Das Lagerleben entpuppt sich als grosse Bereicherung unserer Dolomitentage. Nicht nur sind wir die Sorge los, vielleicht an noch verschlossenen Hüttentüren rütteln zu müssen, sondern wir kommen gleich in den Genuss sämtlicher Sinneseindrücke, welche die Natur ihren Liebhabern grosszügig verschenkt. Beispiele: Vogelgezwitscher, Waldesduft, Bachgemurmel und... Kuckucksrufe. Richtig: Kuckucksrufe! Einmal hier « kuckuck - kuckuck », einmal dort « kuckuck - kuckuck! », einmal vorn, einmal hinten, einmal rechts, einmal links « kuckuck -kuckuck! » Von morgens früh bis abends spät « kuckuck — kuckuck! » Und einmal sogar mitten in der Nacht; aber diesmal gesanglich recht unvollkommen!

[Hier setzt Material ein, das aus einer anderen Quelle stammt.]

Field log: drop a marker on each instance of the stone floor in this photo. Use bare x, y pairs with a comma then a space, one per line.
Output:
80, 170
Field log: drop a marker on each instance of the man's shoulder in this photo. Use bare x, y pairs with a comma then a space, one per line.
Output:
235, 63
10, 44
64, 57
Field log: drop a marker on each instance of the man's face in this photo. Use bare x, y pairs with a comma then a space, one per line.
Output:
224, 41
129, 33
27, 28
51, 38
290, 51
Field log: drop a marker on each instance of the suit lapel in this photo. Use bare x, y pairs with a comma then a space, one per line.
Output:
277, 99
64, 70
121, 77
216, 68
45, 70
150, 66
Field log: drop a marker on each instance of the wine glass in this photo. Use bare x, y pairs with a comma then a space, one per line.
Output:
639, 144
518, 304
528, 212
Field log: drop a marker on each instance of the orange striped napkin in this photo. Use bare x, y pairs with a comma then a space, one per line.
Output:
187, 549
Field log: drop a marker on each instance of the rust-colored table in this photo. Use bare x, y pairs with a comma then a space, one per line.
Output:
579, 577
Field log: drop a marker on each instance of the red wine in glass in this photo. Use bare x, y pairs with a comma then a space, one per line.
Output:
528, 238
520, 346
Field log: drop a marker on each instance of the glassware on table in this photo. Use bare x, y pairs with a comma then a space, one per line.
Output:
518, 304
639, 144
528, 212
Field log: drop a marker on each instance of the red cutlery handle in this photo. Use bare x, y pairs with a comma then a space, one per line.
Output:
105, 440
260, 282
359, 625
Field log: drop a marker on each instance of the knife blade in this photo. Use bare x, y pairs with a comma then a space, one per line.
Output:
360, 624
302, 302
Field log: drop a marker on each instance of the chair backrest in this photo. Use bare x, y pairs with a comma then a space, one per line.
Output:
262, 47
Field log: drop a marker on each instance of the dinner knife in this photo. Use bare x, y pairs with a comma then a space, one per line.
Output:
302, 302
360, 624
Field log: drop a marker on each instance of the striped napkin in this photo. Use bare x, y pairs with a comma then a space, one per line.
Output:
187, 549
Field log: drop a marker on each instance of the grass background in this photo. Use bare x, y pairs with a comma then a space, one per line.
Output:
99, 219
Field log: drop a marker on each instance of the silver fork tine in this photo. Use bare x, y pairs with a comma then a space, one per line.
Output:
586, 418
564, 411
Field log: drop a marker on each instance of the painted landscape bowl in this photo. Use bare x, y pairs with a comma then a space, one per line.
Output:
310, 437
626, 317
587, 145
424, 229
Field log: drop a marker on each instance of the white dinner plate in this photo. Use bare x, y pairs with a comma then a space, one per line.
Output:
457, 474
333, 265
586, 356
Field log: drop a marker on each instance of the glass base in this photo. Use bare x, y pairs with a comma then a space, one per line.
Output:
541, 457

Kamerad Louis hat sich nämlich am Vorabend mit dem « Gugger » einen kleinen, harmlosen Scherz erlaubt. Er ist im Wald herumgeschlichen und hat ihn mit seinen Imitationsru-fen aus stets wechselnder Position zum Narren gehalten. Und was anfänglich noch ein gemütliches, gegenseitiges Antwortgeben schien, wurde nach und nach zu einem raschen, aufgeregten, sogar hitzigen Wechselgesang. Ja, schliesslich hatte der echte Kuckuck sogar versucht, unsern Louis richtiggehend niederzu-guggern. Dann ist es halt passiert: der arme Kerl ( der Gugger natürlich ) wurde heiser, und seither bringt er nur noch den ersten Laut seines Rufes zum Schnabel hinaus: « kuck...kuck... !».

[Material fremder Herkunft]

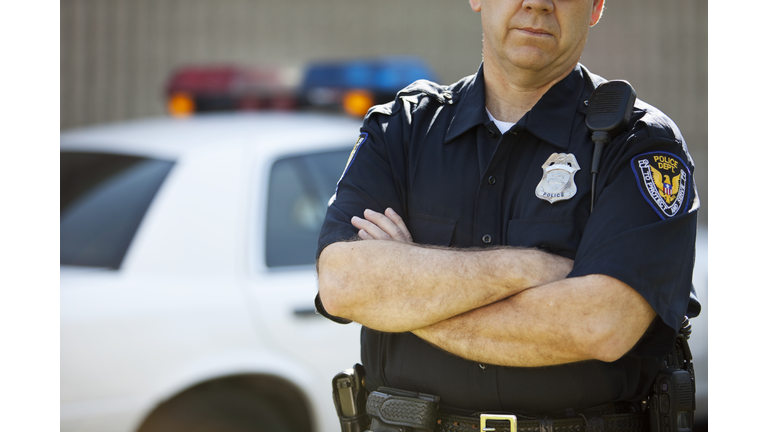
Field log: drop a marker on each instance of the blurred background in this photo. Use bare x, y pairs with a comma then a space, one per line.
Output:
117, 56
117, 60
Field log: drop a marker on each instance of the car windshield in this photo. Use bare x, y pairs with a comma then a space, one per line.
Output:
103, 199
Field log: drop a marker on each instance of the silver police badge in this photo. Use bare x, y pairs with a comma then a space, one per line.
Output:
557, 183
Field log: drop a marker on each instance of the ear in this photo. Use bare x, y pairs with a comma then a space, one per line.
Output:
597, 11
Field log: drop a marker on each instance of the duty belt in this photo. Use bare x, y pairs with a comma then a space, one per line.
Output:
391, 409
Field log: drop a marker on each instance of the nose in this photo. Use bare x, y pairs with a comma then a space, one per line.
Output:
539, 6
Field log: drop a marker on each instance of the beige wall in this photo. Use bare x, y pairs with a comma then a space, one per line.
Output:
117, 54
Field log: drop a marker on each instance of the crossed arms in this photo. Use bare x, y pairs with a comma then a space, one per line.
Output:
506, 306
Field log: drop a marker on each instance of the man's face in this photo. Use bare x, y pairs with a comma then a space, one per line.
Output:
545, 36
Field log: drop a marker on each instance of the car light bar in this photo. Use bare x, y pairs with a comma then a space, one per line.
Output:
349, 85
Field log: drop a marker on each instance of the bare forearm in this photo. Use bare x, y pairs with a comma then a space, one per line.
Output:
593, 317
393, 286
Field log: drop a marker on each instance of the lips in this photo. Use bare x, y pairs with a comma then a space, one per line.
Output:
534, 31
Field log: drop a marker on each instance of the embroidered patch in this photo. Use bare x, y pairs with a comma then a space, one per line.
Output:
557, 182
662, 178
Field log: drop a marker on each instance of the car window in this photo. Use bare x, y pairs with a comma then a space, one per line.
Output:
299, 190
103, 200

Doch wir sind ja nicht einzig und allein in die Dolomiten gekommen, um das Lagerleben zu geniessen und um den Kuckuck in den Wahnsinn zu treiben. Uns haben die Berge hinge-lockt: ihre eindrucksvollen, gelbroten Wände, die unzähligen bizarren Nadeln und Türme!

Bergführer Franz Anderrüthi, mehrjähriger Seilgefährte meiner alpinen Säuglingszeit, führt uns zuerst einmal an den Fuss eines 250 Meter hohen Eckpfeilers des Civetta-Massivs, zur Torre Venezia. Venezia heisst auf deutsch Venedig, und diese Stadt hat bekanntlich etwas mit Wasser zu tun. Es heisst also auf der Hut sein, besonders da die himmlischen Kulissenschieber heute unheimlich fleissig sind.

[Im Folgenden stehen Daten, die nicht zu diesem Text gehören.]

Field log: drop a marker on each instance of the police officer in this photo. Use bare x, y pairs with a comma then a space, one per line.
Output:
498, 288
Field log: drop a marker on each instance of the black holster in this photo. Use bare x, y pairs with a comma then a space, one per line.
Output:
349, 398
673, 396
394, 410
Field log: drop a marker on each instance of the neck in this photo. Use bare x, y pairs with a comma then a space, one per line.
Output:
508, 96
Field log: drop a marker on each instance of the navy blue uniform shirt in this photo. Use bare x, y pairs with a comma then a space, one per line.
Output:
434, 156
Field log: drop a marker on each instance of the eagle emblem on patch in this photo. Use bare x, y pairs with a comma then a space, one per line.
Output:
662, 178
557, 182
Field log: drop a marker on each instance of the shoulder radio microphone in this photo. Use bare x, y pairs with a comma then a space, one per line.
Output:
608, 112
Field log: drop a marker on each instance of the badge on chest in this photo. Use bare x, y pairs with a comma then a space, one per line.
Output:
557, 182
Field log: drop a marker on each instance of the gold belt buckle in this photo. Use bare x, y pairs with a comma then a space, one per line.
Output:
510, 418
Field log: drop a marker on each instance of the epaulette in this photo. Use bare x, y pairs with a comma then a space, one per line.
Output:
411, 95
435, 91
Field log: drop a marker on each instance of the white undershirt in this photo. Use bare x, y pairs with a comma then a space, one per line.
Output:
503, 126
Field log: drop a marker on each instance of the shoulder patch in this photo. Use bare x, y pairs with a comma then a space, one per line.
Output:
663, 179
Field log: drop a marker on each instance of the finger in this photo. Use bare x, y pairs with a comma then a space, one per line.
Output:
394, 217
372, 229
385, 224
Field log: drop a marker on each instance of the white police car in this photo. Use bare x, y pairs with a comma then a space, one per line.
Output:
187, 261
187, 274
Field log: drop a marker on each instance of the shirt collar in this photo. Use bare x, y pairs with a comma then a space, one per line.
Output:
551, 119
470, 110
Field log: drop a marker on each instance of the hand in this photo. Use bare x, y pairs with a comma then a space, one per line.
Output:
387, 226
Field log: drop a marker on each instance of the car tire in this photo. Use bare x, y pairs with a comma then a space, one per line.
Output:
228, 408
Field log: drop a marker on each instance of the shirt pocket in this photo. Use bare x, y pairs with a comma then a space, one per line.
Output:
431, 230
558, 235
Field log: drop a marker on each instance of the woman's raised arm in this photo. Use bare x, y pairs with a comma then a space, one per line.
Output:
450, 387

Dies ist der Grund, warum wir nur gerade unsere jungen, wetterharten Kameraden Walter und Andreas an die Westwand delegieren, auf die Castiglione-Route, die als Genusskletterei bekanntgeworden ist. Wir andern neun Kameraden wenden uns einträchtig dem Normalweg zu. Da die Führerbeschreibung auch für diese Route interessante und schöne Kletterei in gutem Fels verspricht, können wir uns gut damit abfinden.

Nachdem wir in westalpiner Art ein Stück weit durch eine Schneerinne in die Höhe gestiegen sind, erlebt Tourenchef Roger in der gebänderten Ostflanke des gewaltigen Turms seine erste Enttäuschung. « Das isch ja ei Güsel-hufe! », jammert er mit bekümmerter Miene und schaut dabei ausgerechnet mich an, als ob ich ihm jemals etwas anderes versprochen hätte. « Humorist, hast du sie denn nicht gesehen, im Aufstieg, die riesigen Schutthalden am Fuss des Turms? Glaubst du wohl, man habe all diese Steine vom Tal hinaufgetragen? » Wenn Rogers Klage zum Teil auch ihre Berechtigung haben mag, so gibt es doch einen grossen Trost: Mir scheint, dass es in den Dolomiten nur gerade zwei Sorten Steine gibt, nämlich Maxiblöcke und Ministeinchen. Von den erstem wird wohl so alle Jahrhunderte einmal einer aus der Wand fallen - wenn 's gerade niemand sieht -, gerade wie etwa an einem alten Haus von Zeit zu Zeit über Nacht ein Stück Verputz herunterfällt. Und die zweiten, die Ministeinchen, welche in rauhen Mengen auf den Bändern herumliegen und fürs Leben gern von Steinschlaghelm zu Steinschlaghelm hüpfen, diese richten bestimmt keinen grossen Schaden an.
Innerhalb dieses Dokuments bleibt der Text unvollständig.